Le rivoluzioni, nel corso della storia, hanno determinato passaggi epocali e trasformazioni indispensabili nella società, nel campo scientifico, in quello dei diritti dell’uomo, nel sapere e nelle varie tecniche e tecnologie.

Le rivoluzioni sono servite per ribaltare, appunto stravolgere, situazioni opprimenti, creando fratture necessarie nell’ordine esistente.

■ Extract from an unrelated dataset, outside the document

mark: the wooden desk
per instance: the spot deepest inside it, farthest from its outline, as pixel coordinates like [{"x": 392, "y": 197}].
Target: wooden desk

Però è anche accaduto, e forse la poca empatia con cui spesso ci si approccia ad eventi feroci lo dimostra, che le rivoluzioni si sono integrate dentro sistemi di potere che ricalcano vecchi modelli e in cui lo slancio viene appiattito poiché, forse, ci basta che alcuni equilibri restino fermi, assestati.

Eppure oggi, di fronte a tanta disillusione, di fronte a tanto orrore, di fronti a concetti e termini considerati oramai illusori, avremmo bisogno di una nuova rivoluzione.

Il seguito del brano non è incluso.